Mi incuteva parecchia soggezione, tutto vestito di bianco, pacato nel tono di voce ma determinato nei contenuti.
E la sua storia poi! Laurea in sociologia a Trento, creazione di LC con Marco Boato, Adriano Sofri e tanti altri. Quindi a Palermo, come ricercatore CNR, fra il 1972 e il ’75, protagonista delle lotte per la casa; candidato di Democrazia Proletaria e fondatore, nel ’77, del centro culturale Macondo.
Ma è a partire dal 1981 che, tornato in Sicilia dopo un viaggio a Poona, insieme alla sua compagna Chicca Roveri e alla piccola Maddalena, comincia a rischiare davvero grosso: fonda con Francesco Cardella una comunità terapeutica per ex tossicodipendenti a Lenzi, vicino Trapani – si chiama Saman – e collabora con la tv locale Radio Tele Cine (RTC) di Val d’Erice, intervistando Paolo Borsellino e Leonardo Sciascia e denunciando le malefatte dei boss Nitto Santapaola e Mariano Agate.
Lo uccidono il 26 settembre 1988 a colpi di fucile e pistola, mentre sta rientrando nella sede di Saman.
Da questo momento partono i depistaggi e si innesca la macchina del fango, come per Peppino Impastato: truci e turpi storie di droghe imbastirono i giornali, nelle quali si cercò di coinvolgere perfino la moglie e i collaboratori.
Ciò nonostante nel 2014 i capimafia trapanesi Vincenzo Virga e Vito Mazzara vengono condannati in primo grado come mandati dell’assassinio.
Il Mazzara sarà in seguito prosciolto, ma la colpevolezza del Virga verrà riconfermata nel 2018 e, in via definitiva, nel 2020. Le complicità della massoneria invece non saranno mai del tutto chiarite.
C’è un interrogativo doveroso che dobbiamo porci ancora oggi nel ricordare Mauro: perché di lui non parla quasi più nessuno, a fronte della sovraesposizione nella memoria mediatica di Giuseppe Impastato?
Accade troppo di frequente che solo alcuni martiri (nel senso letterale di testimoni) della lotta antimafia conoscano gli onori della cronaca, anche a prescindere dal ruolo sociale o istituzionale ricoperto, mentre altri cadano immediatamente nell’oblio.
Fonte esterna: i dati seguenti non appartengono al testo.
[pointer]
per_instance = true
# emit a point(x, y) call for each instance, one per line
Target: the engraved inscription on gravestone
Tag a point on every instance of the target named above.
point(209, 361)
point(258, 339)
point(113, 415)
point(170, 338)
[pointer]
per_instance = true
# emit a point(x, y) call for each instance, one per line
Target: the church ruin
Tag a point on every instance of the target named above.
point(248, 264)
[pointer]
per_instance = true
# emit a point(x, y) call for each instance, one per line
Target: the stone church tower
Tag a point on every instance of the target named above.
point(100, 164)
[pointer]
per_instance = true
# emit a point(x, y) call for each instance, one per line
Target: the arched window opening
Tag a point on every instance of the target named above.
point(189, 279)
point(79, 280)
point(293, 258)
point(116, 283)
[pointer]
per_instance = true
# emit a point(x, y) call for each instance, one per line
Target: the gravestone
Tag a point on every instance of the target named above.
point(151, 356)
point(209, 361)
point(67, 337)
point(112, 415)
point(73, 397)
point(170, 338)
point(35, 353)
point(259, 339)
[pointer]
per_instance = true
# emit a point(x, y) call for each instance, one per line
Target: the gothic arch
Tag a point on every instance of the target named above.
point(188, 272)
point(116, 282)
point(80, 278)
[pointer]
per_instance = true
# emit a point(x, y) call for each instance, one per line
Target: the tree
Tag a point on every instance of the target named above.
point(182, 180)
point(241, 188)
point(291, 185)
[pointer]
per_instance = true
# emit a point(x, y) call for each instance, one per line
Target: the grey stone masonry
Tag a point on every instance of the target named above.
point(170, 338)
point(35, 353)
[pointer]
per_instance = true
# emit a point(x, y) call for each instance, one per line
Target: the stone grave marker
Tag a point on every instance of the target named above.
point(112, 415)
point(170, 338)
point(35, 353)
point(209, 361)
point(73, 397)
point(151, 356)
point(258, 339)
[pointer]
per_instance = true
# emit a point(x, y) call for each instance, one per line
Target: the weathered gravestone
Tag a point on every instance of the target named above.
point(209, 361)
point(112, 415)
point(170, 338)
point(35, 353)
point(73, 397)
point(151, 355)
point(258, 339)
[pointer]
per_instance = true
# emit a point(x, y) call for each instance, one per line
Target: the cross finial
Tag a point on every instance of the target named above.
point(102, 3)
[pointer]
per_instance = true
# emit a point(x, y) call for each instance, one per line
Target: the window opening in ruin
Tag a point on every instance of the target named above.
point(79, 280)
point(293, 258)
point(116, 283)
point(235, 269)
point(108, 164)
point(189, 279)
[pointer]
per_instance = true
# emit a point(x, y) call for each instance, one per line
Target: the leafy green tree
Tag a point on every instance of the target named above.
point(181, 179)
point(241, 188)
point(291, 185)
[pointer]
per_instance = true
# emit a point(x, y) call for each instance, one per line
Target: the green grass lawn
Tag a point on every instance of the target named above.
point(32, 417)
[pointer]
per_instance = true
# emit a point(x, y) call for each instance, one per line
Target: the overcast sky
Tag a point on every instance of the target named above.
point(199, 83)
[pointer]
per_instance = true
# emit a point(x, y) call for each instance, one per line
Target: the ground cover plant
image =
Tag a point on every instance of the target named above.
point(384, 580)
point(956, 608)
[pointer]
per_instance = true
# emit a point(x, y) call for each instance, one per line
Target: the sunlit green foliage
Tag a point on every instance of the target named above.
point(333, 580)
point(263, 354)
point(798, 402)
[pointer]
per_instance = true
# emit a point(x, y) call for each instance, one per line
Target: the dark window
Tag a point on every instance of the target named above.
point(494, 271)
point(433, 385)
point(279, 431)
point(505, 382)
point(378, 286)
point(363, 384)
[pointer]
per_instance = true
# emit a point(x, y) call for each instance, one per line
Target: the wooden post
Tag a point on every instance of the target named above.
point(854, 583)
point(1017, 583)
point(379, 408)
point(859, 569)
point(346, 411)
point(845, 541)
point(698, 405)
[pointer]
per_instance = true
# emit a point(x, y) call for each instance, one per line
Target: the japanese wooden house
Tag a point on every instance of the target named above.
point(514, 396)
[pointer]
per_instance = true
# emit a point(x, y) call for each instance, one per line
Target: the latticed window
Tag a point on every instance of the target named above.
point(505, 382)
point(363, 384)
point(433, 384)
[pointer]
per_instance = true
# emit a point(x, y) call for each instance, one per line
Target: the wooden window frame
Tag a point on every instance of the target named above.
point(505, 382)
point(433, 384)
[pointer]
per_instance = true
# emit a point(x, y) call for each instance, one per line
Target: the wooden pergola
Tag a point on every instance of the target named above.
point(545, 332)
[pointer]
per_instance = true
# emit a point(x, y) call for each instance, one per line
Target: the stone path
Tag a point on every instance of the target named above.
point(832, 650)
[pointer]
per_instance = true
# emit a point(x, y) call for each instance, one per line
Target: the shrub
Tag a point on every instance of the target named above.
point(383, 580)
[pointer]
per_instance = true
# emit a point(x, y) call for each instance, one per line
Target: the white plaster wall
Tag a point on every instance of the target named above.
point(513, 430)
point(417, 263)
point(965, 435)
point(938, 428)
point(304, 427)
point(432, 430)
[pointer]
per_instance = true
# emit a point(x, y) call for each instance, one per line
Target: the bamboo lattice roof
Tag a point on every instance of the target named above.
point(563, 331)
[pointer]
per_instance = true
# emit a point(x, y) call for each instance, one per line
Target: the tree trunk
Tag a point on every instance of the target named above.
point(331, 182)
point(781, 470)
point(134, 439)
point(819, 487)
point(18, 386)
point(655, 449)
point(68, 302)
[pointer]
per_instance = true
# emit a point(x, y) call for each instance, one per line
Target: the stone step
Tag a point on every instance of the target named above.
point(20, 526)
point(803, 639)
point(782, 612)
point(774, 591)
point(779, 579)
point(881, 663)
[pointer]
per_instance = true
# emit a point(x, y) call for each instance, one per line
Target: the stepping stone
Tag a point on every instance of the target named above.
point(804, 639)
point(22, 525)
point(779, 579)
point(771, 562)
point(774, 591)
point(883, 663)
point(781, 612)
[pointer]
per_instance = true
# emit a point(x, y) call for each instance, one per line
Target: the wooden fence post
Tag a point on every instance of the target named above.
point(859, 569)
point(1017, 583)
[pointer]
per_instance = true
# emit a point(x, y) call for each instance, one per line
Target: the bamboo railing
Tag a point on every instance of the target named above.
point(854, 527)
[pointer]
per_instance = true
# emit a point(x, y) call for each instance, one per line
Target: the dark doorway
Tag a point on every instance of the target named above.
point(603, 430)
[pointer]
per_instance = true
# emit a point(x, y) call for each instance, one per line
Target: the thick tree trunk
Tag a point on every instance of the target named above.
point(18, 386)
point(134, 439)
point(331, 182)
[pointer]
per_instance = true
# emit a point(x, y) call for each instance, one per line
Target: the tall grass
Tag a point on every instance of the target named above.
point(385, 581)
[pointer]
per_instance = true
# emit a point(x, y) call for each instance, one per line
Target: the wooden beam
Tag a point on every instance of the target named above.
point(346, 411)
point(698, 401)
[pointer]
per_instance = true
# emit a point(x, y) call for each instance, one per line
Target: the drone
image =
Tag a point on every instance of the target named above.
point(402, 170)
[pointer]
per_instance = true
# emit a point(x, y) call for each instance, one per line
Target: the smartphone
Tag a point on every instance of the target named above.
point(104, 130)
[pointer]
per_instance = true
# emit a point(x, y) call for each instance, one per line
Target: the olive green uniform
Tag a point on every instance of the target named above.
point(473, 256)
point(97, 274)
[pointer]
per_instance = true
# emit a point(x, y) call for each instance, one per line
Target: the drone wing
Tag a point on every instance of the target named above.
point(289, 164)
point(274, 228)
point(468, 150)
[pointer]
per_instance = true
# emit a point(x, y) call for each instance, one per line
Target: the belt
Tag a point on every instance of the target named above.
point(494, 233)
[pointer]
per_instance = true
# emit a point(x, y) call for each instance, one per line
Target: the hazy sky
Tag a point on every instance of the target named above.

Un altro esempio è Graziella Campagna molto meno nota di Rita Atria, o Antonino Saetta a fronte di Rosario Livatino.
Sono talvolta meccanismi di appartenenza statuale o partitica o ancora curiosità che si accendono in giornalisti e registi…
Comunque sia tocca a noi, mediattivisti indipendenti, ritessere i fili, colmare le lacune, sollecitare i ricordi, le denunce, le affezioni, come sta facendo l’associazione “Ciao, Mauro” nel trapanese.